Vanavond nog een laatste nacht samen met men liefste Bart :)

en morgennacht vertrekken

Bartje; kga je missen

Maar amuseer je toch te pletter met de vriendjes!  profiteer ervan datk weg ben  

en NATURLIJK bel ik elke dag! en schrijf ik je elke dag een brief enzo .

kzal veel tekenen daar: zodat je trots op me kan zijn!

en leren voor de brommer en de auto he

 zodat we derna een beestje kunnen kopen vr Lotte

en natuurlijk ook de piercing enzo ...

 

*zucht* eindelijk kan ik weer ademen en men goeie zelf weer zijn... na al die maanden.

tdoet me deugd.

de voorbije maanden wil ik me zelf niet meer herinneren, want met wat ik nu weet en hoor te geloven...was alles gewoon 1 grote smerige leugen uit "zijn" mond.

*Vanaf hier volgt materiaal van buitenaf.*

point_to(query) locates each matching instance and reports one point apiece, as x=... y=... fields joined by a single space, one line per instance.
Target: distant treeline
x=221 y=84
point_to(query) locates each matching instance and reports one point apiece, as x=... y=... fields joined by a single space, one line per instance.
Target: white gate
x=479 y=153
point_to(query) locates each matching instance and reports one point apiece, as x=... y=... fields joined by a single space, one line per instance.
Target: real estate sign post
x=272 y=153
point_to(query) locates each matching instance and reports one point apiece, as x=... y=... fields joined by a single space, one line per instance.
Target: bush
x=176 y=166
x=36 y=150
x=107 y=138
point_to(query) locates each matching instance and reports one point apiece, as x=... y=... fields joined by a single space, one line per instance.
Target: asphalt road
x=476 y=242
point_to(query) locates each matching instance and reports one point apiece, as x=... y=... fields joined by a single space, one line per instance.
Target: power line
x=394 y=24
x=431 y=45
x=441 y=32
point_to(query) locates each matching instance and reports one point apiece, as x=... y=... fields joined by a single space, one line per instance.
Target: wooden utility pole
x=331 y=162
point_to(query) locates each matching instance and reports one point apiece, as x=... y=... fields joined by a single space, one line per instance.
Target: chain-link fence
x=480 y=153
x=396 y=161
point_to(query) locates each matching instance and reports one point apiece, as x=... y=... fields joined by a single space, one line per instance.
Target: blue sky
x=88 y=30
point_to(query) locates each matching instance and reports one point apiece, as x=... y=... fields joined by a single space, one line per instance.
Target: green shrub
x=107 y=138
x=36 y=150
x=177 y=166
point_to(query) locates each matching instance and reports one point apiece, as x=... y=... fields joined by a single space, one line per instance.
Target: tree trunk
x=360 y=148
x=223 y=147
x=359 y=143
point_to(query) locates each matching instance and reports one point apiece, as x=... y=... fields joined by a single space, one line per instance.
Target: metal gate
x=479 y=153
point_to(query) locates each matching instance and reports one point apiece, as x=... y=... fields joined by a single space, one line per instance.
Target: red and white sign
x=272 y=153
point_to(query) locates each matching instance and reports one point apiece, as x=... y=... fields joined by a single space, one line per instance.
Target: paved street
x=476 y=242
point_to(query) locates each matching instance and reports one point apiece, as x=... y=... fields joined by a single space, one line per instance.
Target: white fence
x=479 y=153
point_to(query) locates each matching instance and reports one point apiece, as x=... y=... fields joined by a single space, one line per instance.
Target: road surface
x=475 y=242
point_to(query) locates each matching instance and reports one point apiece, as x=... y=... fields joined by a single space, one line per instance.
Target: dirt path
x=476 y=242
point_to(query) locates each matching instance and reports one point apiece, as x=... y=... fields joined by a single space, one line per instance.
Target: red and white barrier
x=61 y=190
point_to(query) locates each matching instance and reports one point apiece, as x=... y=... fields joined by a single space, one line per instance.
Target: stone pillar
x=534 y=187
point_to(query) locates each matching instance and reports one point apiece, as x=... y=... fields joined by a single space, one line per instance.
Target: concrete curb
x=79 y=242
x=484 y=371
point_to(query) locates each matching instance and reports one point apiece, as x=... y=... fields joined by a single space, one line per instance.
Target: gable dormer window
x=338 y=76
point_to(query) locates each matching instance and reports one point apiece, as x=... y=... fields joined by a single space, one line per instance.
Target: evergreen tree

Elk woord, alles wat ie deed,zelf wat hij schreef... vergifigend gewoon.en kweet datk wrs ni de 1e was dat erin was gelopen. T'is zoals Bart zo mooi kan zeggen :

 

alle mannen zijn jagers,

maar sommigen daarvan zijn stropers...

 

met die laatste had ik te maken ... dat soort van de 1 op de ander kruipt...

kzou em moeten haten vr al wat ie mij (en bart) heeft aangedaan. ondraaglijke maanden.

maar echt haten doe ik hem niet; op hem neerkijken wel als een vuile menselijke vod.

mss betert dat ooit, mss niet. Moet ie zelf maar bewijzen.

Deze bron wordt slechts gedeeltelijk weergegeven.